Arima: sugestiva e inquietante.
Por Ramón Rey.
Un estudio de un ojo abre Arima como secuencia inicial. Sus detalles y defectos, su pupila y ese espacio negro central, un abismo que no permite extraer nada más que una perturbadora incertidumbre. «Mirar» es el concepto simbólico recurrente que sustenta la narración del debut de Jaione Camborda en el largometraje. La trayectoria y la obra anterior de la cineasta en el campo del experimental se percibe rápidamente por el tratamiento de los personajes —herméticos psicológicamente—, el sonido o la ambigua descripción espacial del pueblo donde tiene lugar la acción de la película. Un enigma, eso es lo que propone Camborda a través de su mirada y el punto de vista que traslada con el uso de la cámara. Un hombre que persigue a otro con sus perros y una escopeta, una modelo artística que transita también lugares macabros por el placer que siente al ser observada, una niña que se comunica con un fantasma… toda una serie de sucesos que se fragmentan entre varios personajes construye lo que podría ser casi un relato de terror gótico. La cámara en mano permite también manejar parte de la tensión emocional de las escenas en las que el pasado poco a poco se revela como un espectro que mediatiza las vidas de todos los personajes.
Rodada en 16 mm, la fotografía de Arima en soporte fotoquímico supone también una parte fundamental de su propuesta discursiva y estética. La mirada se plantea aquí como un generador de dudas sobre la realidad —visible e invisible—, que tiene como consecuencia malinterpretar o desconocer lo que ocurre y nunca llegar a comprender del todo a los demás e incluso a uno mismo. La coexistencia de sus personajes como proyecciones de unas sobre otras, con evidentes resonancias entre los legados de sus historias vitales, la pérdida y la búsqueda constante de algo que nunca llegan a alcanzar abre el camino a una circularidad que se sugiere como parte del juego narrativo. Resulta ineludible, llegado ese punto, que pueda evocar ciertos elementos de Lost Highway (David Lynch, 1997) y de otras claras influencias que se deslizan de modo silencioso, asumidas como parte de un lenguaje y una perspectiva única de entender el cine como una forma de capturar imágenes que no puede alcanzar a desentrañar nunca los misterios de nuestra existencia, de las personas y del mundo que nos rodea. Para Jaione Camborda la realidad posee un sentido inescrutable que nos une y aprisiona mientras ejerce un poder del que es imposible liberarse.

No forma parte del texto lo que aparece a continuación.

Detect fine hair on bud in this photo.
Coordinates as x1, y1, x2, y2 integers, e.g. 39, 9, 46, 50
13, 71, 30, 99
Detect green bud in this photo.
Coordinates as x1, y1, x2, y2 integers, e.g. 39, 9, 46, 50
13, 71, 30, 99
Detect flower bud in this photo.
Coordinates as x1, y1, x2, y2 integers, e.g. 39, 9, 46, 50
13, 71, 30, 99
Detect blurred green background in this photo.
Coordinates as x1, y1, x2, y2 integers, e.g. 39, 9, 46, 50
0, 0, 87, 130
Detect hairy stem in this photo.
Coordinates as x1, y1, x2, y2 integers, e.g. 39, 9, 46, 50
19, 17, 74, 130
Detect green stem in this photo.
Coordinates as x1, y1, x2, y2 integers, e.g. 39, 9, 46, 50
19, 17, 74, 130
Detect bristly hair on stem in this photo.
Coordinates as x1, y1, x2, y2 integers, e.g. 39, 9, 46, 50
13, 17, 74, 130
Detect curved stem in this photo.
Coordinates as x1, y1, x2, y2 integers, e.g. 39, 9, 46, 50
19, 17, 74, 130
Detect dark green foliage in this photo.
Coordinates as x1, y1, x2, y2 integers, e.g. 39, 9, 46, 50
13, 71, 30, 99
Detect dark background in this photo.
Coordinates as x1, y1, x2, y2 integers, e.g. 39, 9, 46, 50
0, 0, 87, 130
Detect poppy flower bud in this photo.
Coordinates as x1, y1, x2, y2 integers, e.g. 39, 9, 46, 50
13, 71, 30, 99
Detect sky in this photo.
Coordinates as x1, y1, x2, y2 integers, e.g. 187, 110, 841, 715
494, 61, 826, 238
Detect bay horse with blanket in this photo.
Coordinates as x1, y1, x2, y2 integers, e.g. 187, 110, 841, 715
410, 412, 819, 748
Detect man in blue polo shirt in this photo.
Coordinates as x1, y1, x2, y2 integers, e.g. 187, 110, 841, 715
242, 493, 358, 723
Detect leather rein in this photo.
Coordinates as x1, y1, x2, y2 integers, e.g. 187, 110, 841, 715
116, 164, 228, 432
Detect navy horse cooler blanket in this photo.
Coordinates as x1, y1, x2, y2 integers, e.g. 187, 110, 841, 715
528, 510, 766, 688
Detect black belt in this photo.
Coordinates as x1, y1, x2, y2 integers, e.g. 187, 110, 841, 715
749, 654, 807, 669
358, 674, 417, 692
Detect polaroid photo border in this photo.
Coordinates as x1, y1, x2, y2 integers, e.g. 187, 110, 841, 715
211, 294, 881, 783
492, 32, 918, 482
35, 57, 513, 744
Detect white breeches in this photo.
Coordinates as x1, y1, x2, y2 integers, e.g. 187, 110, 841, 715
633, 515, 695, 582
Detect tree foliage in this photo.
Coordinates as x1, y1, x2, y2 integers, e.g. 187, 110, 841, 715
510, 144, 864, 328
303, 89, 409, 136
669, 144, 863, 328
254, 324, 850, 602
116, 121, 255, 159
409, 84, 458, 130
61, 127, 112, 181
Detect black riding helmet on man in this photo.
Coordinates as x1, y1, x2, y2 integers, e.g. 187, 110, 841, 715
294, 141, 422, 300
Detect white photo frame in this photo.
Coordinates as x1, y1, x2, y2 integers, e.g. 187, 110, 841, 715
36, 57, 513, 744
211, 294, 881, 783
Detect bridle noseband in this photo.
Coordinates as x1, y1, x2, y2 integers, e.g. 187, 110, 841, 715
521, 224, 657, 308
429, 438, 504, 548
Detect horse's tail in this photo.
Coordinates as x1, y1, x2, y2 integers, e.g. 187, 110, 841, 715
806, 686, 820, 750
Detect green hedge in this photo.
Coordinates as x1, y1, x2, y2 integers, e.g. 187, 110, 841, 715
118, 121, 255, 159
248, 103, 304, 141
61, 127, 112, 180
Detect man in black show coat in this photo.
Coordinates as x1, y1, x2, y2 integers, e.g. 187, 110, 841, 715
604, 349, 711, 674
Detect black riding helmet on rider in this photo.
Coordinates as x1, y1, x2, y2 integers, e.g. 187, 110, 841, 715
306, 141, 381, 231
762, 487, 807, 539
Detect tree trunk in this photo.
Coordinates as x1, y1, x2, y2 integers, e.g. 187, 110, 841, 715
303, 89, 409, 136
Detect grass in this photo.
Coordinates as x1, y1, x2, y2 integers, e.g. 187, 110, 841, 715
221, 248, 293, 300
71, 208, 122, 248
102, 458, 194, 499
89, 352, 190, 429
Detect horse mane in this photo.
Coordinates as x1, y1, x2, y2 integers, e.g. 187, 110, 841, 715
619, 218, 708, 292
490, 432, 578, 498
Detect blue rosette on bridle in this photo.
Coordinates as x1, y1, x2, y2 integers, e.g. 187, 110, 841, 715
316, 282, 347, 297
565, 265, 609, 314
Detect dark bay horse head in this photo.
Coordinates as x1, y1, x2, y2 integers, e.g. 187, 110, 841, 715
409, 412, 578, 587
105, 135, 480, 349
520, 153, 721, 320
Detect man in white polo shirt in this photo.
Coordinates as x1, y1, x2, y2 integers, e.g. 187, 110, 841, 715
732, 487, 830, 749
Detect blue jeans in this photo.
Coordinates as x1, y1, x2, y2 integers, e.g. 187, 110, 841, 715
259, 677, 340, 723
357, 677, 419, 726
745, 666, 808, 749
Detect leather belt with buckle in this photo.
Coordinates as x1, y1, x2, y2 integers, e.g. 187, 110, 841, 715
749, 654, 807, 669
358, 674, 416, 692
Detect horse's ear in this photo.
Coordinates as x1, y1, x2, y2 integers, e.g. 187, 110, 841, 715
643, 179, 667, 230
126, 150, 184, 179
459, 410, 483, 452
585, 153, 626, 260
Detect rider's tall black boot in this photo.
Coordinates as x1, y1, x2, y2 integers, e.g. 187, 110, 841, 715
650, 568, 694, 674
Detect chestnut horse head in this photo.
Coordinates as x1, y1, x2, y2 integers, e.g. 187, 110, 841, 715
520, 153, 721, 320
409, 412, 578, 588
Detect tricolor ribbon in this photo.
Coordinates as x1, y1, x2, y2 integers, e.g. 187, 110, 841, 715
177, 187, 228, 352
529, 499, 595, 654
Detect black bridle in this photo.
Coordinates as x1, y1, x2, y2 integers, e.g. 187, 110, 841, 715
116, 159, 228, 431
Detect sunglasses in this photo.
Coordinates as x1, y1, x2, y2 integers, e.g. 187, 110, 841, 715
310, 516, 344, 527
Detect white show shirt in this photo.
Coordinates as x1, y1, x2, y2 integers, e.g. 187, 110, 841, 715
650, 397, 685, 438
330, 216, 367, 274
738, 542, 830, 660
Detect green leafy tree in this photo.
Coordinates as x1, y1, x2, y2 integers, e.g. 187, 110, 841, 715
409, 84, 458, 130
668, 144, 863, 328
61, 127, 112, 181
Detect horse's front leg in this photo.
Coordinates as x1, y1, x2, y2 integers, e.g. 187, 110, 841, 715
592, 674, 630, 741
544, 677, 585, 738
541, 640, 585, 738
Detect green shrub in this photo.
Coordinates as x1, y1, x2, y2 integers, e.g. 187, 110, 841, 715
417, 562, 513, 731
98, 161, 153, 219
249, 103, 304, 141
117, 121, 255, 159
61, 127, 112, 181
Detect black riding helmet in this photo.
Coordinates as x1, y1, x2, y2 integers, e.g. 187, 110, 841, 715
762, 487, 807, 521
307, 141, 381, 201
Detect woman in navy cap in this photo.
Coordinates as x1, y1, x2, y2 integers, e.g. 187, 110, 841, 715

En el proceso de sustraer del desarrollo argumental del film su misma esencia y las verdades obvias, el fuera de campo supone entonces una presencia imponente en cada momento dentro y fuera de la obra. El espectador se ve empujado a buscar explicaciones y una coherencia a todos los sucesos de los que es testigo, así como a las acciones de sus protagonistas. Una búsqueda infructuosa que de manera deliberada nos lleva a un estado de conciencia alterado, al ser arrastrados forzosamente a una realidad repleta de inconsistencias y extremadamente perturbadora. Miramos a unos personajes que son reflejos. Ese acto de recreación del cine nos interpela y acaba por subvertir la jerarquía. El celuloide a través de la pantalla nos mira para hallar respuestas y no encuentra ninguna. Por eso consigue Arima ser tan sugestiva e inquietante, porque nos lleva a lugares desconocidos dentro de nosotros mismos al sentirnos examinados. Porque propone cuestionar el orden aparente de las cosas y su auténtico significado: lo que somos capaces de percibir de nuestro mundo y de las personas que nos rodean y, además, reflexionar sobre lo que los demás ven en nosotros, que puede estar igual de distorsionado, incompleto y fragmentado.